We recently popped into Kwik Trip for a couple of cold drinks on a rare day I carried cash.
The fact that I could pay with exact change tickled us both. (As an indication of how rarely I pay in cash, and how easily amused we are, the “exact change” to which I refer was $.01).
I handed over the bills and dug a lone penny out of my purse.
“Here you go,” I said proudly, “I have exact change.”
“Oh, we don’t take pennies anymore,” the Kwik Trip employee.
“What do you mean you don’t take them?” I asked, honestly baffled. I’d seen articles about how the U.S. intended to stop minting pennies. I had no idea businesses had stopped accepting them.
“We’ll just round down,” the employee cheerfully explained.
So, I saved myself a penny and, as Ben Franklin told us all those years ago, that means I earned a penny, too. But, aren’t all those ignored pennies going to add up for Kwik Trip?
The whole transaction left me a little deflated.
Just a few days earlier I had seen a penny escape my purse as I sat at Gate A8 in the Sarasota-Bradenton Airport. I watched it roll away and silently cheered when it landed face up. Naturally, I left the penny there for some poor phobic flyer to find. Airline travelers need all the luck they can muster.
Where will we penny patrons source our luck now? What will we toss over our shoulders into the Trevi Fountain?
I mentioned my concerns to my young companion, who had other questions on his mind.
“Can we melt down the pennies we have?” he asked. “Would that be illegal?
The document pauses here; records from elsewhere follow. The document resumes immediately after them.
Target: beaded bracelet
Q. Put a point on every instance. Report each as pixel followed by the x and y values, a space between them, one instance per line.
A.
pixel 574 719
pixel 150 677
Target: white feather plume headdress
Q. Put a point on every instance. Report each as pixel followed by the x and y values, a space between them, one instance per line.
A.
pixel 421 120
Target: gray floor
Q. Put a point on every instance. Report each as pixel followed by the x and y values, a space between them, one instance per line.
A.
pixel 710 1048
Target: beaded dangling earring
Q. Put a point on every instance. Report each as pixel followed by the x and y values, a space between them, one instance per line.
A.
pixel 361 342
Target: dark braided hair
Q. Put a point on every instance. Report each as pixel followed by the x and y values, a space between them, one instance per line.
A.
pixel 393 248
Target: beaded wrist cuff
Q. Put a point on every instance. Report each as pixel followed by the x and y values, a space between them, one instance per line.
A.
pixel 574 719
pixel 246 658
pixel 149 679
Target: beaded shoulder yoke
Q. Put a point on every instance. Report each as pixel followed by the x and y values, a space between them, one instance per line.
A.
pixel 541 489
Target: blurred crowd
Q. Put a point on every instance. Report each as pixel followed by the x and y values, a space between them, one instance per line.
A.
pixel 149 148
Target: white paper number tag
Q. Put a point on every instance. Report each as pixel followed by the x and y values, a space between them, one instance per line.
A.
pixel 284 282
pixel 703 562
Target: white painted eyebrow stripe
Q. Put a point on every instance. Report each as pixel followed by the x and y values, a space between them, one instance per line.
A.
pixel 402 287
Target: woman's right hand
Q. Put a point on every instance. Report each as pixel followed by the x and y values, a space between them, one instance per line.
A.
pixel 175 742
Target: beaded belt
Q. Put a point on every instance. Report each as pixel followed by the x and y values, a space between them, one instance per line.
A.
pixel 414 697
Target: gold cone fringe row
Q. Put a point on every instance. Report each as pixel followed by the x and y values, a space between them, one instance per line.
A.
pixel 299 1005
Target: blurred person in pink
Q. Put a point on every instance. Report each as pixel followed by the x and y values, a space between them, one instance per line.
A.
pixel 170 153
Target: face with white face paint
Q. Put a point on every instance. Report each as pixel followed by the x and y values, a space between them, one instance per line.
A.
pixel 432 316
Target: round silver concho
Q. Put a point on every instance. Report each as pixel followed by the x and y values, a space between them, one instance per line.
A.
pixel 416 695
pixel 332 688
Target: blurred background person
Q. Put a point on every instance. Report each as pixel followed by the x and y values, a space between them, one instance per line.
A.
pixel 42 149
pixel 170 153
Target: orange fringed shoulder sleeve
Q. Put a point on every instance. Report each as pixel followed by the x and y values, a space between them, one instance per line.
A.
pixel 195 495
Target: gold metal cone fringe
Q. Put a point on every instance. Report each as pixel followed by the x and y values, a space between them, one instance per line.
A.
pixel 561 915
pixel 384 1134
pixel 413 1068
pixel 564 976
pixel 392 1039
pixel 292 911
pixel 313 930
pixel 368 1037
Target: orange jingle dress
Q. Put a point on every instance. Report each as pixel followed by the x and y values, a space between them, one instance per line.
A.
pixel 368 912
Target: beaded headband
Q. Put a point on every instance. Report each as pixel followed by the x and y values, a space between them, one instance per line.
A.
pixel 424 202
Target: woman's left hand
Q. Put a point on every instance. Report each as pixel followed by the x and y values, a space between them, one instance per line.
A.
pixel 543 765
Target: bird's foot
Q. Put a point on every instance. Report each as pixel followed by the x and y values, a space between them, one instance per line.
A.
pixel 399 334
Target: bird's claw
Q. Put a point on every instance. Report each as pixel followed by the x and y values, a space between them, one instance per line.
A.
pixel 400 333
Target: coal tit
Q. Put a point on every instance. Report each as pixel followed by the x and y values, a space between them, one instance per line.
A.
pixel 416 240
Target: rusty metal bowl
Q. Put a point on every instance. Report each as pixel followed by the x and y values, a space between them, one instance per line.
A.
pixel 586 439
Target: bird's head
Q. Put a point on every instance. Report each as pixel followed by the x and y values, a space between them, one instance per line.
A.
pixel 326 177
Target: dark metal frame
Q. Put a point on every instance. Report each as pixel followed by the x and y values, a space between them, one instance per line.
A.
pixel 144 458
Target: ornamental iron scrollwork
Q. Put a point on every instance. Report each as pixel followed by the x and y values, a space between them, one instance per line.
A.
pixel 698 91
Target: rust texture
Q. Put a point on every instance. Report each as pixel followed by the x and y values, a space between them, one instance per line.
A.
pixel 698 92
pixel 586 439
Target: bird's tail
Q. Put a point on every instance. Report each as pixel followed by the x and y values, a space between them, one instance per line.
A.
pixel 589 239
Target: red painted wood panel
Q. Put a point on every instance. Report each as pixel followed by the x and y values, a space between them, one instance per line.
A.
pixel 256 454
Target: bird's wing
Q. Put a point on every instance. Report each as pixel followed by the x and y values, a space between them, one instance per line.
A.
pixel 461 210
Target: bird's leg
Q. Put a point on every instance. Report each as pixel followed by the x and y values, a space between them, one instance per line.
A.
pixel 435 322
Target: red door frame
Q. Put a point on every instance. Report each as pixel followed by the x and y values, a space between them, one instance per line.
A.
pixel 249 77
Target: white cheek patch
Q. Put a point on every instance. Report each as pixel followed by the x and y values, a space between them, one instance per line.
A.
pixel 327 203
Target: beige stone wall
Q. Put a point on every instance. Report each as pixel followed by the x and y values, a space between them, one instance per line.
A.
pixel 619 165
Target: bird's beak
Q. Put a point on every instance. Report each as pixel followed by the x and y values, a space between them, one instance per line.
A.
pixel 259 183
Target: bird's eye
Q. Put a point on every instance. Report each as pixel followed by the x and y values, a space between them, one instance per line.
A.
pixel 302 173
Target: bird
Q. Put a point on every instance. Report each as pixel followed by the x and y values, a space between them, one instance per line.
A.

Weirdly, the answer to that is yes. It is illegal to melt down pennies and nickels, though I imagine that might change as businesses continue to refuse them. Why wouldn’t we be able to turn those pre-1982 pennies into some sort of copper masterpiece?
Listen, I’ll give you a penny for your thoughts on this situation, and you can put in your two-cents worth, and I guess we’ll both break even. But, that doesn’t seem right.
Meanwhile, if you need me, I’ll be frantically tracking down horseshoes and four-leaf clovers before my luck runs out.